Plantscrapers rising in South America
Built in a city famed for its volcanoes, this unorthodox South American highrise defies conventions of symmetry and lineal design, and lets nature play a starring role with lush greenery spilling over its terraces.
Qorner, by respected Israeli-Canadian architect Moshe Safdie, will be unlike any other tower in Ecuador’s capital, Quito. Two of its four sides appear jagged from top to bottom, as if levels have been haphazardly stacked on each other.
The Jenga-esque tower was set to be one of Quito’s tallest at 24 storeys. But, in recent weeks, notable Danish architects Bjarke Ingels Group (BIG) have announced a tower that has 33 levels. BIG’s skyscraper, IQON, has striking similarities with planted terraces and staggered walls.
Yet IQON cannot claim to have the same degree of teetering balance nor such a dramatic building profile. Such are the extreme angles of his tower, Safdie describes it as a vertical “hillside of terraces” on one side and a “cliff face” on the other.
Qorner’s jagged terraces on the east and west sides are spacious and perfectly positioned to capture maximum light to keep plants thriving. The north and south sides remain structurally vertical, yet the north facade will support a green living wall up the entire height of the tower. Hanging native plants will appear like a textured ribbon of green when seen from ground level.
While they are nothing new – Italian architect Stefano Boeri designed the Bosco Verticale in Milan in 2014 – “plantscrapers” or “vertical forests” are becoming increasingly popular. As more of these green towers rise on the skylines of major cities, developers and urban authorities alike acknowledge they are not just for decorative purposes.
These innovative buildings are contemporary architecture’s call to arms in the fight against climate change. Nanjing Towers in China, due to be completed this year, is capable of absorbing 25 tonnes of carbon dioxide a year and producing some 60 kilograms of oxygen daily.
Take skyscraper sustainability one step further and you have buildings designed to feed thousands.
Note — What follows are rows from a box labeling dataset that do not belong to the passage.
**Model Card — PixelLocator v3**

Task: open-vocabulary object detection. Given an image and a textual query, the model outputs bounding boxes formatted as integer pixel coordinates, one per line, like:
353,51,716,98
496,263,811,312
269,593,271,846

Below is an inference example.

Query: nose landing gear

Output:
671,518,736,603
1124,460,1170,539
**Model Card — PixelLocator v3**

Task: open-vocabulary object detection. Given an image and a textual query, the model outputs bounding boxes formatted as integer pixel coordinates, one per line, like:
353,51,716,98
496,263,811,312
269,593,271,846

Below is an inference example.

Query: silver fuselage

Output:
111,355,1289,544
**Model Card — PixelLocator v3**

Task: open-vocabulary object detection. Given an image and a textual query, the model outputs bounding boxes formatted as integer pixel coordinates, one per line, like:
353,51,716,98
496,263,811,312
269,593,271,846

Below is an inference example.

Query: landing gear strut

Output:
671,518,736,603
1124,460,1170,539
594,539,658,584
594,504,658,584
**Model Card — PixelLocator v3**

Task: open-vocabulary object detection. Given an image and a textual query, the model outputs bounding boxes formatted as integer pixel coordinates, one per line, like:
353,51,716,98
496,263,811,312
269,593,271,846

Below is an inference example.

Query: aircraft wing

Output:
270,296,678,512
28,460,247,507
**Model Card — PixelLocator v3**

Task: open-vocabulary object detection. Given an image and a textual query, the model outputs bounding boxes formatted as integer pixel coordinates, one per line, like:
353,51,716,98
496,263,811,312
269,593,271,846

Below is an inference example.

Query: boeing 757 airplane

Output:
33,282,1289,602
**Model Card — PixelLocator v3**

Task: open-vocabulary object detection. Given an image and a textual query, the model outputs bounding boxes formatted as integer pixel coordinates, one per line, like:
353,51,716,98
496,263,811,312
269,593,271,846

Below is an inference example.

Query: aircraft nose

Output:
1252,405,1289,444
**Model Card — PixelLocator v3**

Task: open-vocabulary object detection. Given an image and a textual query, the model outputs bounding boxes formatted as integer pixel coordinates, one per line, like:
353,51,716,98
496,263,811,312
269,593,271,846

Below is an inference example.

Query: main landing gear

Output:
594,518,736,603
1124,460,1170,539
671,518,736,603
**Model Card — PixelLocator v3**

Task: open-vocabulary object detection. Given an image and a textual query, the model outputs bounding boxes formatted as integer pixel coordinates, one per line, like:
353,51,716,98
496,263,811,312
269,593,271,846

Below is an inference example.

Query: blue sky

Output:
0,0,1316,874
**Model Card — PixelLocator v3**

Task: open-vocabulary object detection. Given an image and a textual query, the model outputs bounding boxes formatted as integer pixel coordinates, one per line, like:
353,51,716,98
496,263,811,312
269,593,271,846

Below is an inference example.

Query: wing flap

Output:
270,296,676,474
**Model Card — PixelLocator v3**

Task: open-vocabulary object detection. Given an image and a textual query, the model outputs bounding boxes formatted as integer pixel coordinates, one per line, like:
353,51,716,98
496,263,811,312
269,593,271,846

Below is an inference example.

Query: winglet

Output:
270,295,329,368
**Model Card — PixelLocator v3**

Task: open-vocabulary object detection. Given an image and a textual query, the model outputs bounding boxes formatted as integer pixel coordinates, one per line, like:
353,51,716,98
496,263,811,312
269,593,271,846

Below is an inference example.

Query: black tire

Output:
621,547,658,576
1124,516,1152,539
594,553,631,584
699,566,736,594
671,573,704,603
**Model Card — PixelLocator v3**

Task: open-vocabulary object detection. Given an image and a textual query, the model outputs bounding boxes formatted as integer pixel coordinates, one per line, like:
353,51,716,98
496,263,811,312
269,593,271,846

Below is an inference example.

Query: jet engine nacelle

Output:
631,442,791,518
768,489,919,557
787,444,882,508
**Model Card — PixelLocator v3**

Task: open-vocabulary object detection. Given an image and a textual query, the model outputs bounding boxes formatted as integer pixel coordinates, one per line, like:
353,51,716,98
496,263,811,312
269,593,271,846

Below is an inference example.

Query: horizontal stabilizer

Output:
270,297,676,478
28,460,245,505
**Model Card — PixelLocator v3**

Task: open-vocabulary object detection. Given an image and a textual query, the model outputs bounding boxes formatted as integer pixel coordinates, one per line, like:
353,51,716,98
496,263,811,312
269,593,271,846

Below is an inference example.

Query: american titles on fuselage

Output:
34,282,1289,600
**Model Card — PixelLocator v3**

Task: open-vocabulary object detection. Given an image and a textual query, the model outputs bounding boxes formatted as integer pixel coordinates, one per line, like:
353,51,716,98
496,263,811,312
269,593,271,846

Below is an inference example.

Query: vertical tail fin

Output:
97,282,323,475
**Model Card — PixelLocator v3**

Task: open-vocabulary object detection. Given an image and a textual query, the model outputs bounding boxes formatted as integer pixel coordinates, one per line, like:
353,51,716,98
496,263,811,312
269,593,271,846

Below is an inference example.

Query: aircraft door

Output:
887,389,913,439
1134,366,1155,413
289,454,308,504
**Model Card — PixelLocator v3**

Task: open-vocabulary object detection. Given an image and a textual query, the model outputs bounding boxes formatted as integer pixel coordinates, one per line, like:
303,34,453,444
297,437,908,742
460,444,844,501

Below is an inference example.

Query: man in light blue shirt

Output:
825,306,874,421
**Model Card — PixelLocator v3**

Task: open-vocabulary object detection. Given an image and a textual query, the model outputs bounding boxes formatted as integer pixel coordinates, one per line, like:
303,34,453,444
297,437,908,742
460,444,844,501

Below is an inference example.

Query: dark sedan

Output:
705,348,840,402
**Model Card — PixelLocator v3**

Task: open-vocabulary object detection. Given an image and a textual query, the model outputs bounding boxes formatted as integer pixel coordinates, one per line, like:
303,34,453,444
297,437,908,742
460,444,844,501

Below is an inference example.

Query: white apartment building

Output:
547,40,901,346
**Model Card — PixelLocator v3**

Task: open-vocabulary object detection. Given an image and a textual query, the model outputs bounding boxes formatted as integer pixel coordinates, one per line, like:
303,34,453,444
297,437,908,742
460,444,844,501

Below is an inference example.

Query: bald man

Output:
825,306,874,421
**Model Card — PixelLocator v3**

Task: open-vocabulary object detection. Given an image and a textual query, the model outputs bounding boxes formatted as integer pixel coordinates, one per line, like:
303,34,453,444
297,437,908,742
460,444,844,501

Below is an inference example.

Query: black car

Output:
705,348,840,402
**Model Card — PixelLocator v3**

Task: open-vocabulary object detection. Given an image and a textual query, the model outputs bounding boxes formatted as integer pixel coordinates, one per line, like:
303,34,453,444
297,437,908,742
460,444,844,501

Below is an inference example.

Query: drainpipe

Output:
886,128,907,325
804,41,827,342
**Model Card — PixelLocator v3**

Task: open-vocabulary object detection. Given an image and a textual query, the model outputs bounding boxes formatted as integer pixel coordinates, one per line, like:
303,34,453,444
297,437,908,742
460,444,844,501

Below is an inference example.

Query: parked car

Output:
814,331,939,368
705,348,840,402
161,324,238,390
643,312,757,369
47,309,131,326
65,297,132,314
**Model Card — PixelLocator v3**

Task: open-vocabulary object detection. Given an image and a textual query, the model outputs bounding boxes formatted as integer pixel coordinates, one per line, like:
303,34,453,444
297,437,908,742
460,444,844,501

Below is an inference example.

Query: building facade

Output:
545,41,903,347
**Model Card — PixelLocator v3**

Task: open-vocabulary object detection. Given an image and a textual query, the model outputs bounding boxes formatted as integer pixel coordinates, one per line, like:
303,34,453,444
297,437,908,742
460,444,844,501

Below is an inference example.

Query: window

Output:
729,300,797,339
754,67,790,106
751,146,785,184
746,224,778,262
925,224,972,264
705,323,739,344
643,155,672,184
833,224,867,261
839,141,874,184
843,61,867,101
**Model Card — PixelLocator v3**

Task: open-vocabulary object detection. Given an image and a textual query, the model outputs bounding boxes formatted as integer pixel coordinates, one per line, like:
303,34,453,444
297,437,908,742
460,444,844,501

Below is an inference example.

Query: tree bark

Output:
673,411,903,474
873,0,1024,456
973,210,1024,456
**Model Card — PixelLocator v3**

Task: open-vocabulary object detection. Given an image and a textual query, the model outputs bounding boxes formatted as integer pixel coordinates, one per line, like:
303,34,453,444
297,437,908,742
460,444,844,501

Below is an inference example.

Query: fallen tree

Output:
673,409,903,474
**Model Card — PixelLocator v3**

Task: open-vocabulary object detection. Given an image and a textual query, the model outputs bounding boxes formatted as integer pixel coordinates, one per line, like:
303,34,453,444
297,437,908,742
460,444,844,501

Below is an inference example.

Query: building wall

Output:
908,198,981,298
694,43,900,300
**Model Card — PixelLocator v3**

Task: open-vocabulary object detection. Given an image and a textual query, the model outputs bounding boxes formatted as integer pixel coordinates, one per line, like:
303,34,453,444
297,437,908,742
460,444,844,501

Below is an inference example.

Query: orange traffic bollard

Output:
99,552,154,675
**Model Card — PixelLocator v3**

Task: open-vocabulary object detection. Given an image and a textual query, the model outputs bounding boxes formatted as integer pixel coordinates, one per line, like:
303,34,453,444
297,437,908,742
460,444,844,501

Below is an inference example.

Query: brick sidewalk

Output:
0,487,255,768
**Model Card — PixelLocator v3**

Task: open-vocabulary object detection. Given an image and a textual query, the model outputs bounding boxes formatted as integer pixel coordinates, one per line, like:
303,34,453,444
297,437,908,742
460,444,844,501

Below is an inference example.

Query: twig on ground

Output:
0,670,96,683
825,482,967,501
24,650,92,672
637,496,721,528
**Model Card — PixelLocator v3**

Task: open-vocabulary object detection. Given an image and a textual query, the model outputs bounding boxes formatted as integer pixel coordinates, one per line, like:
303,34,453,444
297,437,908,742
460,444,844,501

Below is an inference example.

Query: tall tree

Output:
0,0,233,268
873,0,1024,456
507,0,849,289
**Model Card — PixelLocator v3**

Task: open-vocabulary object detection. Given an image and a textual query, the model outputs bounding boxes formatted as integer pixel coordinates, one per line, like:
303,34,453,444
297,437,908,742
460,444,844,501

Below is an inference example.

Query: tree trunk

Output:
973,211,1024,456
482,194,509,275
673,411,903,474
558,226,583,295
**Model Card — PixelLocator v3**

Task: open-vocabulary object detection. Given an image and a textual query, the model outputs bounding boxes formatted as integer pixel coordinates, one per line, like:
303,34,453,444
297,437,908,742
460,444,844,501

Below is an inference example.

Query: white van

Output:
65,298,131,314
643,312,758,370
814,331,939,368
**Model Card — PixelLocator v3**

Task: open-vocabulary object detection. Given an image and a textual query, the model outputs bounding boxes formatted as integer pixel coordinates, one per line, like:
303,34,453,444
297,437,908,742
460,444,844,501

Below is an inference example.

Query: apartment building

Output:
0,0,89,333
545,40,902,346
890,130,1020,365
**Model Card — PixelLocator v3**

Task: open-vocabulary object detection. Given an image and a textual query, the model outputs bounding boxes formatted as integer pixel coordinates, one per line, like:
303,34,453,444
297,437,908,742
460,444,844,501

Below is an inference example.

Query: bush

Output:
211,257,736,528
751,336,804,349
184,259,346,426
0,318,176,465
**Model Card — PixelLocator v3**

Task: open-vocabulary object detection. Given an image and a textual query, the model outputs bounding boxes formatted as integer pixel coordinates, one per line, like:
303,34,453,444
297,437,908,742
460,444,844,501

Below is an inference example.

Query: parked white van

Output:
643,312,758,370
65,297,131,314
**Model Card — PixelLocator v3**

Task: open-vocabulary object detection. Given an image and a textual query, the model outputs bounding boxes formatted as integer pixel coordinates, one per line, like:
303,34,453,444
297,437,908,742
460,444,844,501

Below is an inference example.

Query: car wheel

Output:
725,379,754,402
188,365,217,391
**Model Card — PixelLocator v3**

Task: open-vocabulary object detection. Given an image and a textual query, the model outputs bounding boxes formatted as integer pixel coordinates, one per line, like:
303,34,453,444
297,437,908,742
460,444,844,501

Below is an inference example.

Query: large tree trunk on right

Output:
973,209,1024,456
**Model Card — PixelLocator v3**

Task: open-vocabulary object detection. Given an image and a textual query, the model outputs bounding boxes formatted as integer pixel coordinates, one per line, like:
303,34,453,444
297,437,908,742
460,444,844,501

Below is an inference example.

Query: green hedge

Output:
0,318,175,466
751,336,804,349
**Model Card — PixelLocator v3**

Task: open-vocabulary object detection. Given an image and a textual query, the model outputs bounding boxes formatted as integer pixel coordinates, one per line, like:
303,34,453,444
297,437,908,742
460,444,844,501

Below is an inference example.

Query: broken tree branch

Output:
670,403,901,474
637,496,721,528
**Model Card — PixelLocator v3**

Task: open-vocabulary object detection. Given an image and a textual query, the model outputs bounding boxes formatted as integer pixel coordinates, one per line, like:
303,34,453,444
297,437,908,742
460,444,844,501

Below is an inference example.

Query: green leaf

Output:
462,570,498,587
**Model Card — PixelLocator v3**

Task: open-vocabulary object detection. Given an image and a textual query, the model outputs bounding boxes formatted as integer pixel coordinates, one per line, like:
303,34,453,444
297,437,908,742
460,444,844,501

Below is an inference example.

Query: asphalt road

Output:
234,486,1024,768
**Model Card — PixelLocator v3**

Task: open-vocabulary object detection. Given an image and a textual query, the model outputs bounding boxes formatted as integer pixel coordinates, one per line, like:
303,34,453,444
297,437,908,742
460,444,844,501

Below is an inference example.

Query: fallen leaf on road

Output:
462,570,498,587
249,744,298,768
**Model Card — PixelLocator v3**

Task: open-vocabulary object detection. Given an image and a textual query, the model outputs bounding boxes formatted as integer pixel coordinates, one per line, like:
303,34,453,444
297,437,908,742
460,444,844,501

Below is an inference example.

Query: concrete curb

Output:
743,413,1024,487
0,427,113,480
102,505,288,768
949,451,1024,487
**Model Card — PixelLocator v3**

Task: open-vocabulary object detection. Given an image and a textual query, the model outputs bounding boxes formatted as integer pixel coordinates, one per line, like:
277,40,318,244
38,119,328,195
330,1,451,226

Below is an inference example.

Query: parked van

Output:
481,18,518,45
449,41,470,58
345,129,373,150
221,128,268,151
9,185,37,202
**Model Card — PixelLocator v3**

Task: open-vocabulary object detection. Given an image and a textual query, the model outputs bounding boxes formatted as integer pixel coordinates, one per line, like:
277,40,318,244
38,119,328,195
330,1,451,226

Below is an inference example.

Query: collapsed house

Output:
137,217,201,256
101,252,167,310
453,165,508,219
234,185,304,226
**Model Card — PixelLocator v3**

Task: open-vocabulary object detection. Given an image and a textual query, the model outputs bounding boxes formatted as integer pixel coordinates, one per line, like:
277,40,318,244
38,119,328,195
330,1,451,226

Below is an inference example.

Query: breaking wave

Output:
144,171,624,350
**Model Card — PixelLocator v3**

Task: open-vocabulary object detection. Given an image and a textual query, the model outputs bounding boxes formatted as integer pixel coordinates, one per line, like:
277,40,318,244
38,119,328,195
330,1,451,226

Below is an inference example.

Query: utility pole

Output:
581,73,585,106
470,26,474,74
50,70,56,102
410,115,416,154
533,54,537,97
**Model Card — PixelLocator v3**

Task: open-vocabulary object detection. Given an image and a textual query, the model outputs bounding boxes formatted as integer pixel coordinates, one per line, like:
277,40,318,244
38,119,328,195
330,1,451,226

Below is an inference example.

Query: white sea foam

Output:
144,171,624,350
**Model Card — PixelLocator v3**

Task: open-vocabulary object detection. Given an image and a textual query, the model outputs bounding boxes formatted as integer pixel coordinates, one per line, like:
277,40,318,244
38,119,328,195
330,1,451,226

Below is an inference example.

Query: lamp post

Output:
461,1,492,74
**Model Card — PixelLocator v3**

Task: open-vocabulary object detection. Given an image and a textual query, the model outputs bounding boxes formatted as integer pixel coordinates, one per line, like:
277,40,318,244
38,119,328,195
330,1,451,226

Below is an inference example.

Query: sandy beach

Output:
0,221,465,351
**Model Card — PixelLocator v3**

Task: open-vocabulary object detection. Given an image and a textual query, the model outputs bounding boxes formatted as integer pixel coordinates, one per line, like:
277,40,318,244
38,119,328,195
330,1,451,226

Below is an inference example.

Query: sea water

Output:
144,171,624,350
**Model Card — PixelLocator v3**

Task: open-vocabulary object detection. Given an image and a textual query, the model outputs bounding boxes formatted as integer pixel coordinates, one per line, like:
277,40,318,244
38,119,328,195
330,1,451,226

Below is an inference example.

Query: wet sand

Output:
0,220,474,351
Swedish tech firm Plantagon is building the World Food Building in Linkoping, Sweden, that will grow enough hydroponic fruit and vegetables to feed 5000 people for a year.
Sydney’s One Central Park has set a high bar for “living” towers in Australia. Designed by French botanist Patrick Blanc, the two Broadway towers are covered with 38,000 indigenous and exotic plants.
Like Qorner, it is smack-bang in the middle of a concrete jungle. This only maximises its green appeal and functionality, says Mark Giles, senior associate at PTW Architects, the firm that created One Central Park in collaboration with French practice Ateliers Jean Nouvel.
“What I find repeatedly reaffirms to me that we made some really good decisions. When you arrive at Central Park, there are buses, trucks and cars and it’s a very noisy place,” Giles says. “But once you enter the building, and you come into the garden area, that city noise has dissipated out very quickly [and] you’re surrounded by trees and grass and people.
“We really made some strong decisions to respect people and try to create an environment that’s more wholesome for them as opposed to trying to herd people around on the edge of a road.”
As plantscrapers like Qorner age, the integrated greenery matures. Sustainability benefits are delivered years after construction is complete.
This is the case at One Central Park, which is almost five years old. Dust particles have decreased, making life easier for people with respiratory problems, and the heat load has been cut by 35 per cent, putting the building years ahead in energy efficiency.
Plants have also provided a welcome sound buffer from the city noise, says Giles. “The green walls soak up a lot of noise and they create an environment that’s probably far more personable,” he says.
The success of buildings with living elements is likely to see more plantscrapers emerge as urban communities work towards resolving the challenges of climate change.
“It’s a good test to show that these kinds of buildings can survive and that we can design them so that they do have a future.”